In yet another aspect, the present invention provides a method for treating or preventing cancer or an infectious disease in a subject in need thereof, comprising administering to the subject a mutated polypeptide and/or a pharmaceutical composition of the present invention.

In yet another aspect, the present invention provides a method for enhancing a T cell immune response in a subject in need thereof, comprising administering to the subject a mutated polypeptide and/or a pharmaceutical composition of the present invention. In some embodiments, the enhancing a T cell immune response comprises enhancing cytokine production by a T cell, preferably the cytokine comprises IL-2 and/or IFN- γ. In some preferred embodiments, the enhancing cytokine production by T cells comprises anti-CD 3 antibody-stimulated cytokine production by T cells. In other preferred embodiments, the subject is a cancer patient, e.g., a PD-L1 positive cancer patient, preferably a lung cancer and melanoma patient.

In yet another aspect, the present invention provides a method for promoting T cell activation in a subject in need thereof, comprising administering to the subject a mutated polypeptide and/or a pharmaceutical composition of the present invention.

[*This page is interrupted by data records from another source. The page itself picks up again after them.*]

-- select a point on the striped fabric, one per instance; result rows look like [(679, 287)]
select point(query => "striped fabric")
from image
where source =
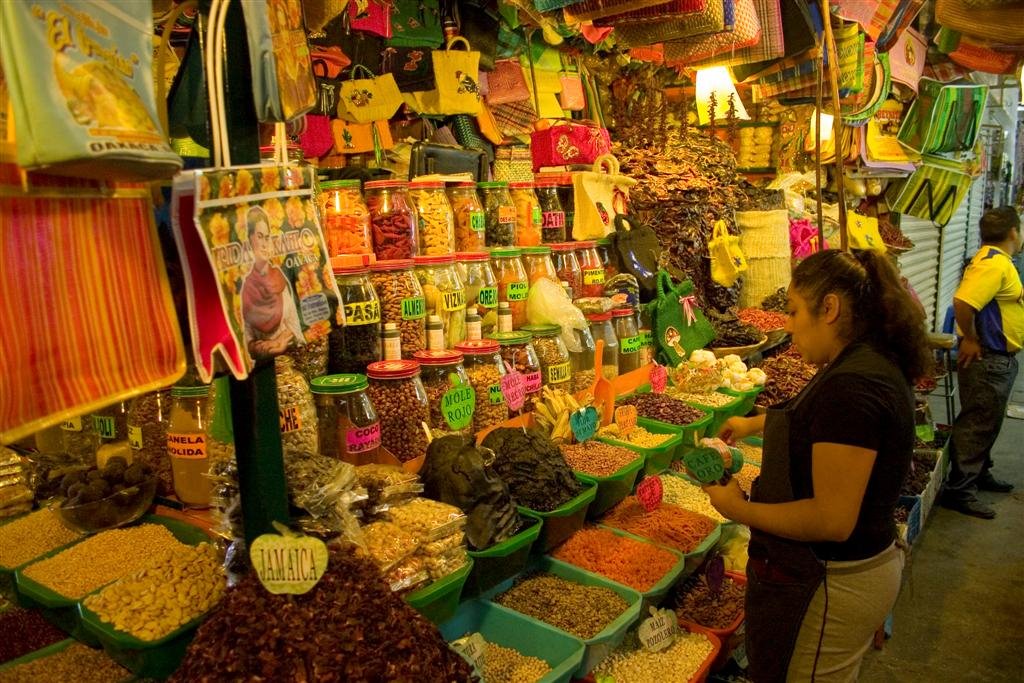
[(84, 297)]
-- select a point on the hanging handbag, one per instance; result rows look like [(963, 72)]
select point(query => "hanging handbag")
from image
[(598, 197)]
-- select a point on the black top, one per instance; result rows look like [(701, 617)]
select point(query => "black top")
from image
[(862, 401)]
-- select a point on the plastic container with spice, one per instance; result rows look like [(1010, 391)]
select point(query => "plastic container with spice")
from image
[(400, 401), (470, 219), (349, 429), (393, 219), (555, 368), (485, 370), (401, 302), (435, 216), (346, 219), (527, 212), (517, 350), (513, 286), (500, 213)]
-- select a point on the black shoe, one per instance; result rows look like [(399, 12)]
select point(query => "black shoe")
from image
[(970, 507), (987, 482)]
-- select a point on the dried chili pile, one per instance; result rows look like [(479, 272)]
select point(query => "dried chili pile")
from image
[(349, 628)]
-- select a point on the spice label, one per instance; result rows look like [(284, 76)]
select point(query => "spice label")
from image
[(487, 297), (135, 437), (363, 312), (458, 403), (188, 446), (584, 423), (658, 631), (104, 426), (291, 564), (413, 308), (454, 300), (558, 373), (593, 275), (291, 420), (517, 291), (361, 439)]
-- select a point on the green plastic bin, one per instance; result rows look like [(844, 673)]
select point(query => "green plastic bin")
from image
[(562, 522), (507, 628), (612, 488), (503, 560), (439, 600)]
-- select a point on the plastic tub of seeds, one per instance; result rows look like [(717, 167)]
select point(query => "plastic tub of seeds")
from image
[(439, 600), (604, 641), (560, 651), (563, 521), (503, 560)]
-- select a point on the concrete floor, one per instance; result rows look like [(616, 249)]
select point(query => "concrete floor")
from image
[(961, 613)]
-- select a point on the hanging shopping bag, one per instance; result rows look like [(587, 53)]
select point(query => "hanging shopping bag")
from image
[(78, 110), (727, 261), (369, 99)]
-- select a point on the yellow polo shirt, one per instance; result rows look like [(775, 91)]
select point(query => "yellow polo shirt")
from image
[(992, 287)]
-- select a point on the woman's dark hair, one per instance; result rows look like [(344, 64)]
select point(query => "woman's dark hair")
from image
[(883, 311)]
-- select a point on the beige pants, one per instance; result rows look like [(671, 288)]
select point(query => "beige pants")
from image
[(860, 594)]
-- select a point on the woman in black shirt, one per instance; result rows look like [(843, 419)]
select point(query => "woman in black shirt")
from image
[(823, 567)]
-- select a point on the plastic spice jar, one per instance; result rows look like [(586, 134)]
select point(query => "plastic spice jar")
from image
[(481, 287), (436, 219), (513, 287), (186, 444), (470, 219), (630, 340), (349, 429), (346, 219), (601, 328), (555, 368), (443, 294), (592, 270), (484, 369), (356, 344), (567, 266), (518, 352), (527, 214), (552, 213), (537, 262), (400, 400), (436, 369), (393, 219), (500, 213), (401, 302)]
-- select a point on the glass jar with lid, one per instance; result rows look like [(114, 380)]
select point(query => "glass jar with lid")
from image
[(349, 429), (630, 341), (567, 266), (401, 302), (470, 219), (537, 262), (481, 287), (443, 294), (484, 370), (186, 444), (527, 214), (602, 328), (435, 216), (392, 219), (555, 368), (500, 213), (356, 344), (400, 401), (513, 287), (346, 219), (518, 352), (436, 369)]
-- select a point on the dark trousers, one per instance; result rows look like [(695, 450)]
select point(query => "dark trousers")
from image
[(985, 386)]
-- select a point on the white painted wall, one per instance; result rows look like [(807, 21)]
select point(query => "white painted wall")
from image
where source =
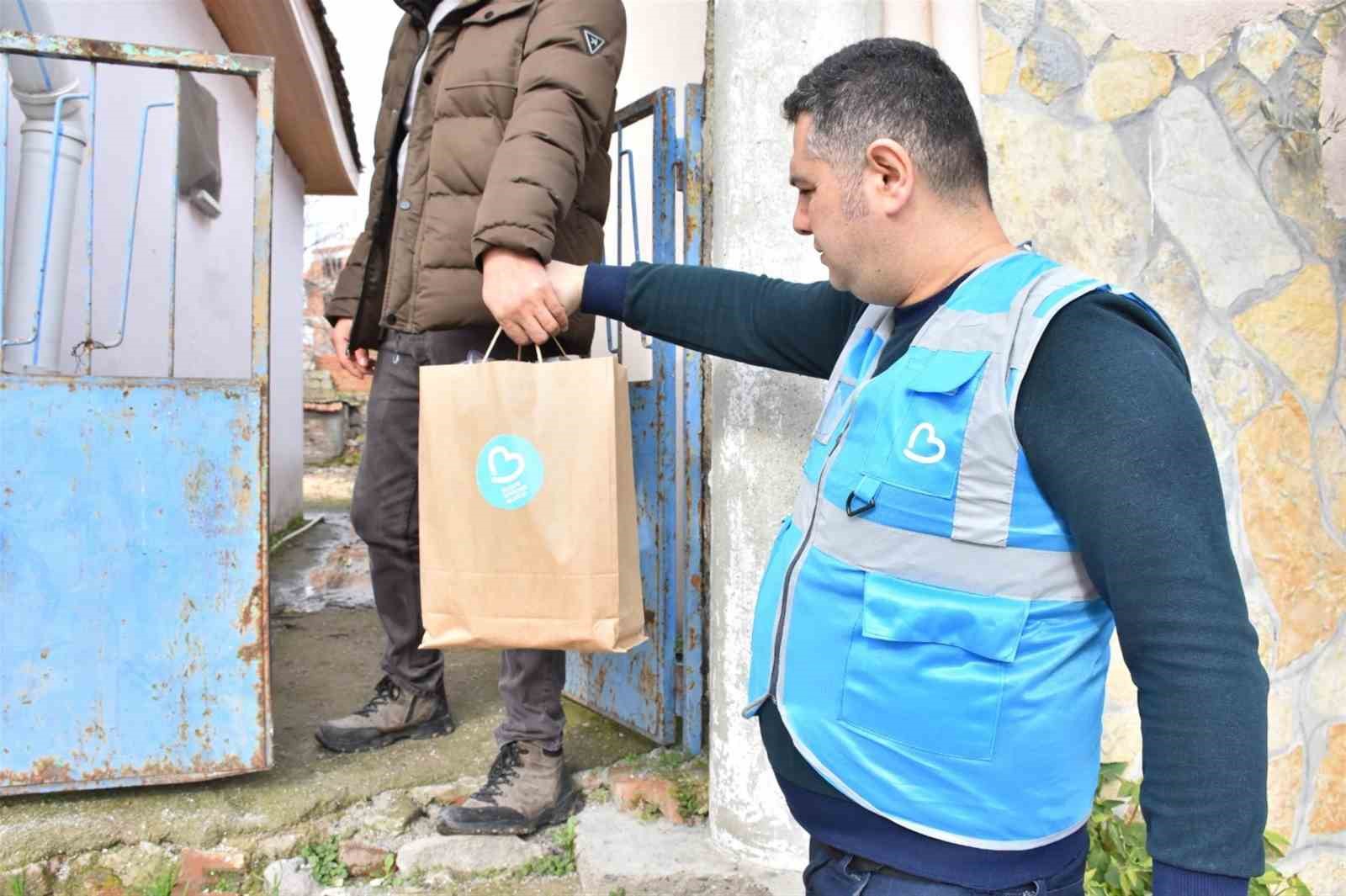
[(760, 419), (213, 257)]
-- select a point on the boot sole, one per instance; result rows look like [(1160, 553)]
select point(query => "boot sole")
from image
[(341, 741), (555, 814)]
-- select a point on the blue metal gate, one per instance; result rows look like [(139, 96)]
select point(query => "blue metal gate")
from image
[(660, 687), (134, 623)]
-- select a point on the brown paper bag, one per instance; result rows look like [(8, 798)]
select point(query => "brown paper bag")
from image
[(528, 507)]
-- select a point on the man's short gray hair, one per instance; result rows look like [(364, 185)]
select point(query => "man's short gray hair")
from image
[(901, 90)]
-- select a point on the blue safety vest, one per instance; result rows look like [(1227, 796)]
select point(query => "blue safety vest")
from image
[(925, 622)]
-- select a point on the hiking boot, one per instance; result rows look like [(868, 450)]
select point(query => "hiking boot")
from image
[(527, 788), (392, 714)]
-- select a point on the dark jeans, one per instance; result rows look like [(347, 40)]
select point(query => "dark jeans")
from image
[(385, 514), (835, 873)]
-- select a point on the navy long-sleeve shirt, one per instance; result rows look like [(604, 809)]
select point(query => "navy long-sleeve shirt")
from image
[(1116, 442)]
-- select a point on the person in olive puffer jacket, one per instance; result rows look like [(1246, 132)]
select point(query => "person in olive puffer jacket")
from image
[(490, 161)]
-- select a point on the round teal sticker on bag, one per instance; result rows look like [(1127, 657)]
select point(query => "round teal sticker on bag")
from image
[(509, 473)]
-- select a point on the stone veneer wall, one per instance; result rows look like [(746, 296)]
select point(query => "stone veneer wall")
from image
[(1197, 179)]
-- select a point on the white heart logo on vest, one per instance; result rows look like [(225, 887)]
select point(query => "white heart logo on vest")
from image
[(515, 464), (933, 440)]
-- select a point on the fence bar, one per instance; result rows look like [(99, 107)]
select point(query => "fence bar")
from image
[(131, 235), (93, 159), (695, 584), (614, 346), (172, 229), (664, 368)]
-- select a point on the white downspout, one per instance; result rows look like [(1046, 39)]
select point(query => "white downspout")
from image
[(46, 204)]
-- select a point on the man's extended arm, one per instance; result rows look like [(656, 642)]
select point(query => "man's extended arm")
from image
[(1117, 444)]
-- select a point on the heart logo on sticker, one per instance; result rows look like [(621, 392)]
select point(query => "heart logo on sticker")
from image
[(509, 473), (505, 466), (933, 447)]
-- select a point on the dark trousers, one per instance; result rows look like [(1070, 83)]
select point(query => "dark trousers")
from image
[(385, 516), (832, 872)]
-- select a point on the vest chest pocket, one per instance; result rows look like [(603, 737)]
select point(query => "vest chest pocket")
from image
[(928, 665), (919, 443)]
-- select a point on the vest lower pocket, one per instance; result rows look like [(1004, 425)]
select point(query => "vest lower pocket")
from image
[(926, 666)]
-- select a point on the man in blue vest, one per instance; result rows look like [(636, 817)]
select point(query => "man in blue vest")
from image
[(1010, 464)]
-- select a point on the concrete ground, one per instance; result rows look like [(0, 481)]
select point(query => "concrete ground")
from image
[(323, 664)]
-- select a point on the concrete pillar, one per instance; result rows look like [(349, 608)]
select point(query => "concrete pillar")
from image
[(956, 33), (760, 420)]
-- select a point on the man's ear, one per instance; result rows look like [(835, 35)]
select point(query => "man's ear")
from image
[(892, 174)]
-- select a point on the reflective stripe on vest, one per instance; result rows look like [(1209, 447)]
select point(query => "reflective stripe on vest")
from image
[(925, 624)]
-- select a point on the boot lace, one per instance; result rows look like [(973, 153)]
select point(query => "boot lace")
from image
[(504, 770), (385, 692)]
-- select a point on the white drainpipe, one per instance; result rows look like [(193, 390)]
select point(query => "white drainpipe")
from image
[(45, 210)]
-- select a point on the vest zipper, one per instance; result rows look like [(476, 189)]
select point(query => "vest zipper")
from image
[(804, 548)]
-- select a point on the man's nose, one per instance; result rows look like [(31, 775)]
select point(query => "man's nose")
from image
[(801, 222)]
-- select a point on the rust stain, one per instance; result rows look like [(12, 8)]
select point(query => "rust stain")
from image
[(47, 770), (252, 607)]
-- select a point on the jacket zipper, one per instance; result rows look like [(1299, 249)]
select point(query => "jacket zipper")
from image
[(787, 591)]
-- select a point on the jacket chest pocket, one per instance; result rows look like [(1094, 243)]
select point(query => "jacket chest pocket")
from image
[(928, 666), (919, 443), (486, 54)]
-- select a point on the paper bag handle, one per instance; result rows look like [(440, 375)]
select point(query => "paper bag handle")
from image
[(538, 348)]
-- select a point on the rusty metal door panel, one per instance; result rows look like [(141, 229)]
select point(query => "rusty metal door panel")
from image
[(134, 527), (132, 634), (657, 689)]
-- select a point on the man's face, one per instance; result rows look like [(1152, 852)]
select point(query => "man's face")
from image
[(820, 211)]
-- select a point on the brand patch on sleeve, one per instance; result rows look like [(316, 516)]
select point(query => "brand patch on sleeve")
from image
[(592, 42)]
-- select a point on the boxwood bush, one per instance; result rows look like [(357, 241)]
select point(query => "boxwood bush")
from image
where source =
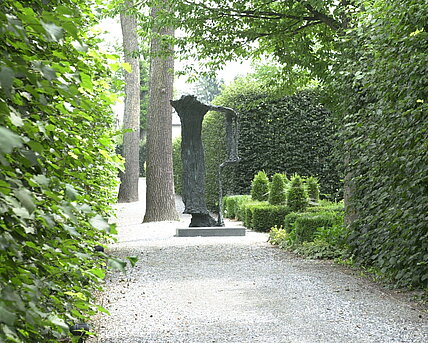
[(265, 217), (290, 135), (277, 193), (306, 226), (260, 187)]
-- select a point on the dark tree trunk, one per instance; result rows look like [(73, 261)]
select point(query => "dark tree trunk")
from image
[(160, 199), (128, 190), (191, 113)]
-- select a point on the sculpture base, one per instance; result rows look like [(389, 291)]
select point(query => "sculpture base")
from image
[(202, 220), (210, 231)]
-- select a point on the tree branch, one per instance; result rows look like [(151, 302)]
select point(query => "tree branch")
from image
[(329, 21)]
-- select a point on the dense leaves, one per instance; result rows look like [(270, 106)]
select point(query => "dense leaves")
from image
[(57, 167), (292, 135)]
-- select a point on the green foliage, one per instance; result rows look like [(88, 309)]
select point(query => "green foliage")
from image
[(313, 190), (220, 30), (264, 217), (178, 165), (297, 198), (232, 203), (207, 88), (383, 81), (277, 195), (278, 236), (327, 206), (292, 135), (142, 156), (242, 207), (57, 168), (306, 226), (260, 187), (290, 219), (314, 235)]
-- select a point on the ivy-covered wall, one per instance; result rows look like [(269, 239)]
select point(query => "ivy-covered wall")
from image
[(384, 78), (57, 168), (289, 135)]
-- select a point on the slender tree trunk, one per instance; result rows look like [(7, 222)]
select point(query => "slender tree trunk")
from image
[(128, 190), (160, 199)]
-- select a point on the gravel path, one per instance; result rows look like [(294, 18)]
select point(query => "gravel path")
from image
[(239, 289)]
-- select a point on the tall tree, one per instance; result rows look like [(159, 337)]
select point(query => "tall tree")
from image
[(207, 88), (160, 199), (128, 190)]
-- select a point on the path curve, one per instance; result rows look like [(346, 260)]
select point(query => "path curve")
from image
[(240, 290)]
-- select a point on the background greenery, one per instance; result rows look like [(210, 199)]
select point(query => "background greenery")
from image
[(57, 167), (385, 130)]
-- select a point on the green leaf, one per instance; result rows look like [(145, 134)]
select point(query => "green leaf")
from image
[(102, 309), (99, 223), (40, 180), (6, 79), (4, 187), (53, 32), (99, 273), (86, 82), (16, 119), (55, 320), (127, 67), (117, 264), (26, 199), (9, 140), (133, 260), (21, 212)]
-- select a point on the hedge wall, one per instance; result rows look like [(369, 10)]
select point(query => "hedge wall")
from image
[(57, 168), (384, 82), (289, 135)]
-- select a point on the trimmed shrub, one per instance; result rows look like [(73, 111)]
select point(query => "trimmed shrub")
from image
[(297, 198), (277, 195), (265, 217), (293, 135), (305, 226), (242, 205), (332, 207), (178, 165), (312, 188), (260, 187), (231, 204), (290, 219), (248, 217), (214, 140)]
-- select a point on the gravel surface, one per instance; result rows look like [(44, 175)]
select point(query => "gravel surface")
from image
[(239, 289)]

Preferably, the method further comprises administering to the subject an anti-CD 3 antibody.

In yet another aspect, the present invention provides a method for abrogating the inhibition of T cell activation by PD-L1 in a subject in need thereof, comprising administering to the subject a mutated polypeptide and/or a pharmaceutical composition of the present invention. Preferably, the method further comprises administering to the subject an anti-CD 3 antibody.

In yet another aspect, the invention provides a method of promoting T cell activation (preferably in vitro) comprising contacting a mutant polypeptide or pharmaceutical composition of the invention with a T cell. Preferably, the method further comprises contacting the anti-CD 3 antibody with a T cell.

In yet another aspect, the invention provides a method (preferably in vitro) of abrogating the inhibition of T cell activation by PD-L1, comprising contacting a mutant polypeptide and/or pharmaceutical composition of the invention with a T cell. Preferably, the method further comprises contacting the anti-CD 3 antibody with a T cell.

The positive progress effects of the invention are as follows: the invention optimizes the mutation of the polypeptide in the previous stage to obtain mutant peptide with better activity than the original polypeptide, and the mutant peptide also has high affinity with PD-1 protein, and the polypeptide has good biological activity. The polypeptide can be used in tumor immunotherapy alone or in combination with anti-PD-1 monoclonal antibodies or other anti-tumor drugs and diagnosis and screening of PD-1 positive tumor patients, namely can be used in preparation of drugs for treating tumors, autoimmune diseases and the like.

Detailed Description

The present invention is described in detail below with reference to examples, but they are not intended to limit the present invention further.